Introduction/Purpose Imaging and pressure readings in patients with pseudotumor cerebri (PTC)/idiopathic intracranial hypertension (IIH) are traditionally done using magnetic resonance imaging (MRI) and minimally invasive catheter-based manometry. These measurements are important to rule out other diagnoses, deciding where to place a stent, and evaluating patients post-stent. However, the intravascular ultrasound (IVUS) is a newer technology that needs to be further evaluated for its potential as a replacement for these current methods. IVUS can be used to both measure the degree of stenosis of the vessel as well as the pressure gradient through its functional flow reserve (FFR) measurement. By comparing the measurements from IVUS to those from both MRI and manometry, the use of this newer technology in diagnosing and treating IIH can be further understood.

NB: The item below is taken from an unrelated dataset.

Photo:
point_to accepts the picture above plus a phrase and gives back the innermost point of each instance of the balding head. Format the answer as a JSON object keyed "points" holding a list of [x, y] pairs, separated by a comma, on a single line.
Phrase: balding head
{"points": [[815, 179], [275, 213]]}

Materials and methods This study is a retrospective chart review consisting of 10 consecutive patients with IIH who underwent venous sinus stenting at our institution. All patients had measurements taken via MRI, manometry, FFR pressure measurements and IVUS. We plan to compare the IVUS measurements to both MRI and pressure measurements to assess the degree of stenosis in these patients. Post-stenting follow up data is available between 3–9 months.
Results Initial analysis demonstrates a strong correlation between venous stenosis seen on IVUS and pressure gradients. This holds up even in patients with little to no stenosis seen on MRI. Final statistical analysis is in process and will be completed in time for the conference.
Conclusion As stenting becomes a more popular course of treatment for IIH patients, it is important that the technology used for these procedures is accurate. This study will help expand the literature surrounding the use of IVUS as a diagnostic tool for patients with IIH.
Disclosures A. Nicholson: None. C. Woods: None. S. Taylor: None. E. Guilliams: None. J. Cuoco: None. B. Klein: None. D. Summers: None. M. Witcher: None. E. Marvin: None. J. Entwistle: None.